Post-draft, Gustafsson had two excellent seasons in a row for Luleå of the SHL, with save percentages of around .933. Coming to North America he was tasked with doing the same, and with very poor teams in front of him in Des Moines, he just was not up to the challenge. Putting up an .893 save percentage this season as the putative starter did not cut it at all, not when John Curry’s numbers of a 2.66 goals against average and .917 save percentage were markedly superior. A stint in the ECHL did not help Gustafsson recover his form or his confidence.
Gustafsson’s time in North America looks to be at a close, at least for the next two seasons, as he signed a deal with Frolunda of the SHL in May. It should also be said, goalies often have these types of down seasons only to reappear on the radar years later.
Seventh Round, 189th Overall: Dylen McKinlay, RW, Chilliwack Bruins (WHL)
NHL Games Played: 0
Just one year after drafting Dylen McKinlay out of Chilliwack, the Wild relinquished rights to him. The team never issued a press statement regarding its decision and maintains its silence to this day.

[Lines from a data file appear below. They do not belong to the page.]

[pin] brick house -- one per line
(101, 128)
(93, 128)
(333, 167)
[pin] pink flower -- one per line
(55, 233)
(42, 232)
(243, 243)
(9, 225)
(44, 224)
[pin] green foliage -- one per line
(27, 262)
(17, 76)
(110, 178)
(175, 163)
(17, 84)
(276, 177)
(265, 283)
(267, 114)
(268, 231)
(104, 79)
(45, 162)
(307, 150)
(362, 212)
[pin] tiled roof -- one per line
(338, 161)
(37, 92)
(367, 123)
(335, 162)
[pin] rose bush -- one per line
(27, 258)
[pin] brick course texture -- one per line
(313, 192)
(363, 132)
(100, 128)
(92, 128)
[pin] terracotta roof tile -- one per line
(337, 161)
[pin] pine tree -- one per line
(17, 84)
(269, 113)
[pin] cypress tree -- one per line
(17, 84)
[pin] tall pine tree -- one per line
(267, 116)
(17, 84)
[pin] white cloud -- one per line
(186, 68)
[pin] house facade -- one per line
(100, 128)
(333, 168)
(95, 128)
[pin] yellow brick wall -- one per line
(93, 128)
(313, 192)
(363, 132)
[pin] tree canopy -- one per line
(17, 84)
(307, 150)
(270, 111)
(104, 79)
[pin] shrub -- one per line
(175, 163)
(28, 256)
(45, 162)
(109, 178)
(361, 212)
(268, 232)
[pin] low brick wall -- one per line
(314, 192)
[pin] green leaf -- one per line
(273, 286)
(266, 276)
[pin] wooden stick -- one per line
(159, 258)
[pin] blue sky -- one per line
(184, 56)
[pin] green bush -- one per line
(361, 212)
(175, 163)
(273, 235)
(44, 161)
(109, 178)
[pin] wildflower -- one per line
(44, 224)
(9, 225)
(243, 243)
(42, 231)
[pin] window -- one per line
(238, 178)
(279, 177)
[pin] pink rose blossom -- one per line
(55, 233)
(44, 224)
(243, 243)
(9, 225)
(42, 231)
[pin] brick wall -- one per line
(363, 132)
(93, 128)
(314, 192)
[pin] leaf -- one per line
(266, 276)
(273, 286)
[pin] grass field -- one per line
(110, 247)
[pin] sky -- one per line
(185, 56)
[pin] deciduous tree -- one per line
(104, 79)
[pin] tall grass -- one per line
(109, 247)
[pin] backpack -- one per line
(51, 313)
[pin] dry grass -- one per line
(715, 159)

Post-draft, McKinlay bounced around the British Columbia-based WHL teams, having stints in Kelowna and Kootenay as well. He was productive for each of them, especially in 2012-13 with Kelowna, putting up 68 points in 72 games. McKinlay, after taking some time off from hockey, has continued his career in the role of a scholar-athlete for the University of Regina hockey program where he led the squad in scoring this past season.